More than anything, I wanted Joy to have that feeling: of pride, of accomplishment, of actually having done something more than mouthing a little Hebrew and having an over-the-top bash as a reward. There was so much I couldn't give her: my love of books, for one thing; a normal first-comes-love, then-comes-marriage story of her own birth, for another. I just wanted her to feel what I'd felt in front of the congregation at that moment: that she knew who she was, and that it pleased her. I took a deep breath and quickened my pace until I was close enough to hear Frenchelle panting.

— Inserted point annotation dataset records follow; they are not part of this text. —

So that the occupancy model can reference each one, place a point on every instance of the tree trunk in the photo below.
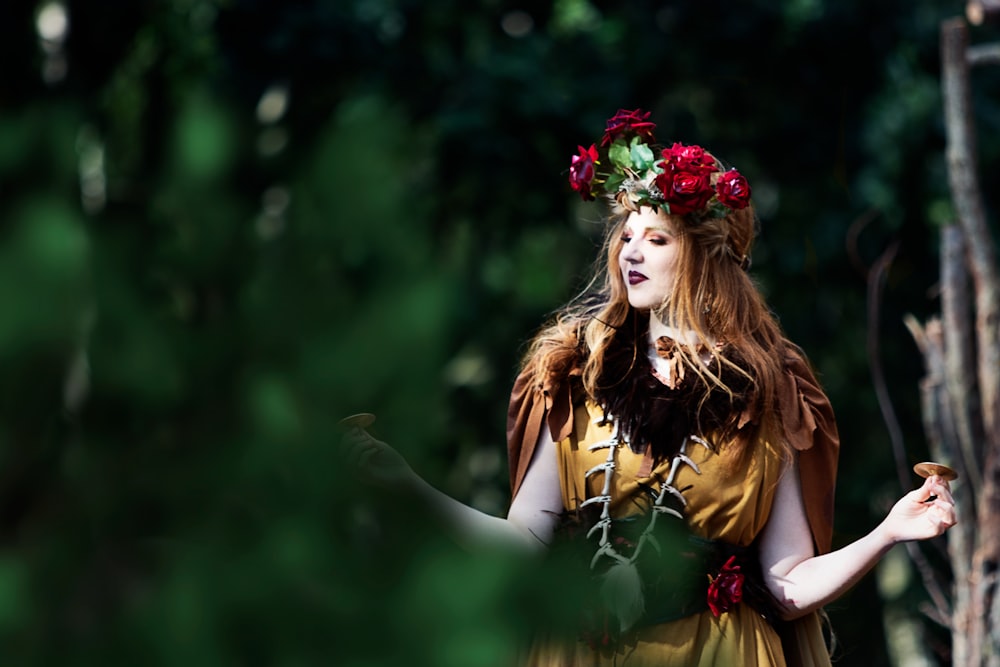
(961, 393)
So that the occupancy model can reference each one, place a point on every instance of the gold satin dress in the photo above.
(731, 505)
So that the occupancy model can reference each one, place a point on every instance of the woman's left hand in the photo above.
(923, 513)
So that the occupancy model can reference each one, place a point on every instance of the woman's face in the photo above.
(648, 258)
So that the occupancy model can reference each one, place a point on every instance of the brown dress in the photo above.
(722, 504)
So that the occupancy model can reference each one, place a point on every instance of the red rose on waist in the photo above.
(725, 590)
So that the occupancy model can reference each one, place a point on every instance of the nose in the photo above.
(630, 251)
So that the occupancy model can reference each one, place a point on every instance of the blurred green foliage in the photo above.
(228, 224)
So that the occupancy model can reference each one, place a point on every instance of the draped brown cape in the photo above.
(806, 416)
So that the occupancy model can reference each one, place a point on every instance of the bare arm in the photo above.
(803, 581)
(529, 523)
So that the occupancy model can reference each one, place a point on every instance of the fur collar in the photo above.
(660, 409)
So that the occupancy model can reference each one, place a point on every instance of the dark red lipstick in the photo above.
(634, 278)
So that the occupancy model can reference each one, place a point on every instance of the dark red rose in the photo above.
(725, 590)
(628, 122)
(581, 171)
(733, 189)
(685, 191)
(688, 158)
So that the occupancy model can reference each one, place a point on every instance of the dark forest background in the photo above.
(228, 224)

I reached out my hand for her leash, and Joy handed it over without meeting my eyes.
"How come you didn't have a real party?" asked Joy.
I decided to keep it simple. "My parents didn't really believe in them. They wanted my bat mitzvah to be more about religion than having a big party with a theme. They wanted it to be about religion, and meaning, and adulthood. Growing up."
"Huh." I stopped while Frenchie squatted over a clump of ferns.
"We want your bat mitzvah to be meaningful, too," I said. "Have you thought about your mitzvah project?"
Joy shrugged. Even surly and miserable, she was still so lovely, with her honey-colored hair and her coltish figure. "Maybe something with kids," she said. "Or pets."
Okay, Miss America.
"What kind of thing?" I prompted. Another shrug. "Which kids?" I asked. This time she didn't even bother shrugging. She just snatched Frenchelle's leash away from me and started up the path again. "Never mind," Peter said, giving my hand a squeeze. "We've got all morning." I shook my head, staring at my daughter's back as she marched away, head held high, widening the gap with each step.
At the sunny cafe on Main Street, in Manayunk, Joy drank black coffee and poked at her huevos rancheros, moving beans and eggs and tortillas around the plate without eating much. However, she agreed to step up her search for a mitzvah project that would mean something to her.